# GFCI Problem



## jdmjr (Jan 30, 2011)

I have a GFCI that was not supplying power at the outlet but was resettable.  Downstream outlets were working.
There was 120v between the hot terminal and ground pin but not to white wire.
I have just replaced the GFCI with a new one and still no power at the outlet. It is resettable and "Correct wiring" indicator is lit.
Anyone know what's going on???


----------



## jdmjr (Jan 30, 2011)

Note also that when I trip the GFCI, the outlet then provides power.  Reset and the outlet power goes off.


----------



## inspectorD (Jan 30, 2011)

Ok, I'll help, but if you are not comfortable going into the panel box, please call a licensed electrician.
First kill the power at the main panel. Then,Check your "white" wire and follow it down back towards the panel box. And check in the box,  It should be on a silver bar connected through a screw.
And if it is loose, try to determine why, and who else is loose. Do you have aluminum silver wiring?
It sounds like the nuetral is loose. If your GFCI senses an imbalance between your Black - line load and your white- nuetral it will not work. GFCI outlets have nothing to do with grounds except they do not want you to become part of the grounded cuircut.

Hope this helps, and I'm sure an electrician will be by to explain more.


----------



## joecaption (Jan 30, 2011)

Also check right on the outlet after you kill the circut breaker that the incoming power is on the terminals marked "line" ( stamped into the back side of the outlet) and the outgoing power is on the "load" side. The white wire goes on the silver screw and the black on the gold screw.


----------



## jdmjr (Jan 31, 2011)

The wiring all appears correct and the connections are tight.  On the back of the GFCI it shows that jumpers should be connected to the load connectors (gold and silver).  Do I need to do that?  The instructions say that the line connections power the outlets, not load??


----------



## ajaynejr (Jan 31, 2011)

I have never heard of jumpers on the load connections of a GFCI.

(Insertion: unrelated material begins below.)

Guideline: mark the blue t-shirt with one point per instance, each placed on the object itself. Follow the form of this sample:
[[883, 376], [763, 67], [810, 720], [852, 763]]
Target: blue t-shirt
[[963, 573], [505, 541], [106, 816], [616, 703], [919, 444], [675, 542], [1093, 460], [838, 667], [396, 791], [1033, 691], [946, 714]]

Assuming it is properly connected, it is impossible for a GFCI receptacle unit to have its own receptacles dead and downstream receptacles daisy chained to its load terminals live.


----------



## joecaption (Jan 31, 2011)

Line is incoming and load is out going, someone hooked it up backwards. By doing that nothing behond the outlet is protectected.


----------



## donaldr (Jun 2, 2011)

you see to have line and load confussed    the line is the hot wires coming into the box a black and a white normally   and the load is the black and the white going down stream


----------